Une charge d’agression sexuelle sur un enfant de 2 ans a été retenue le 7 juillet contre Victoria Anne Cranmer, 25 ans, par le bureau du procureur du comté d’Ocean. La suspecte est détenue sans possibilité de caution à la prison du comté depuis son arrestation le 8 juillet, selon les documents judiciaires consultés par plusieurs médias américains.
Un mandat de perquisition à l’origine de nouvelles preuves
Un mandat de perquisition délivré le 28 mai a permis aux enquêteurs d’élargir leurs recherches au-delà du premier enregistrement transmis par une connaissance de la suspecte, identifiée comme Ms. P dans l’acte d’accusation. C’est en examinant l’ensemble du contenu Snapchat que les autorités auraient confirmé l’identité de la suspecte : plusieurs détails physiques, dont des tatouages sur la jambe, ainsi que l’environnement sonore de l’enregistrement, correspondaient à ceux de Cranmer. L’un des enregistrements montrerait la suspecte assise sur des toilettes, un enfant en train de la toucher pendant qu’elle plaisantait avec lui, selon l’acte d’accusation.
L’enregistrement initial, d’une durée de 14 secondes, avait été découvert par Ms.

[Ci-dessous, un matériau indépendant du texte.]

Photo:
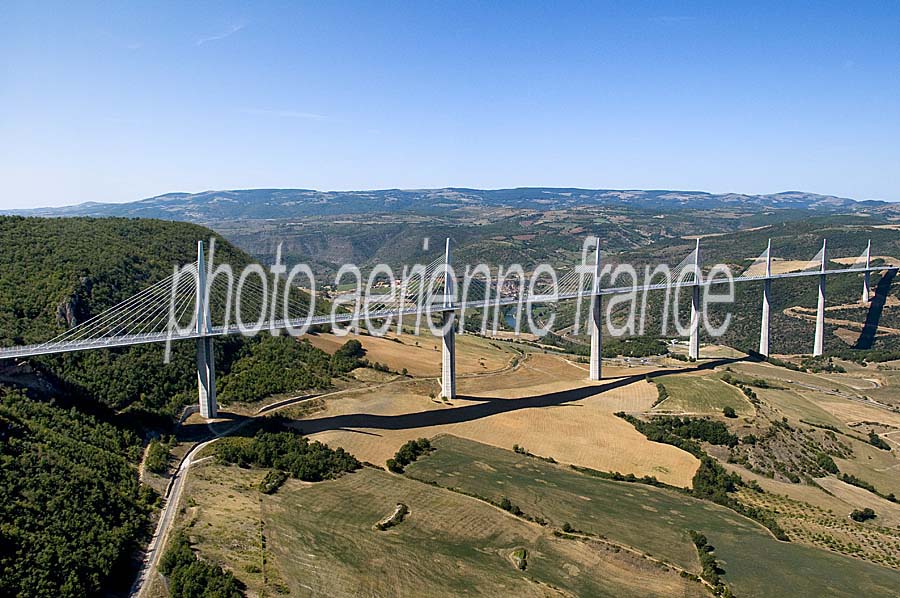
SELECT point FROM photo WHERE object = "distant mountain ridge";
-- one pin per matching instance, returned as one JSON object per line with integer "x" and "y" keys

P après qu’elle a repris possession d’un iPhone offert à Cranmer. Ayant demandé à la suspecte de quitter son domicile en raison de troubles de santé mentale qu’elle lui prêtait, Ms. P aurait exigé la restitution de l’appareil avant d’en examiner le contenu.
La parole de l’enfant au centre de l’enquête
Interrogé directement par sa mère sur d’éventuels attouchements, l’enfant aurait désigné Cranmer, selon les documents judiciaires. Cette déclaration serait venue confirmer des doutes que la mère nourrissait depuis plusieurs semaines, après avoir remarqué une évolution du comportement de son fils. Les autorités indiquent également que la suspecte avait pris l’habitude de se baigner avec l’enfant, une pratique que la mère ignorait jusque-là.
C’est la découverte de la vidéo par Ms. P, en mai, qui aurait déclenché le signalement à la Division de la protection de l’enfance du New Jersey, laquelle a transmis le dossier à la police de Little Egg Harbor et à l’unité des victimes spéciales du comté d’Ocean.
Quatre chefs d’inculpation retenus
Cranmer fait face à quatre charges : agression sexuelle au second degré, fabrication de matériel d’abus sexuel sur mineur au second degré, mise en danger du bien-être d’un enfant au troisième degré, et possession de matériel d’abus sexuel sur mineur au troisième degré. Selon son profil professionnel, elle travaillait comme coordinatrice clinique dans un cabinet de podologie et avait été scolarisée au lycée Pinelands Regional.
Le comté d’Ocean, où se situe Little Egg Harbor, a enregistré une hausse constante des signalements liés à la protection de l’enfance ces dernières années, les autorités locales attribuant en partie cette évolution à la multiplication des preuves numériques issues des réseaux sociaux dans les enquêtes judiciaires. La suspecte est présumée innocente jusqu’à ce qu’un tribunal statue sur sa culpabilité. On ignore à ce stade si elle bénéficie d’une représentation légale.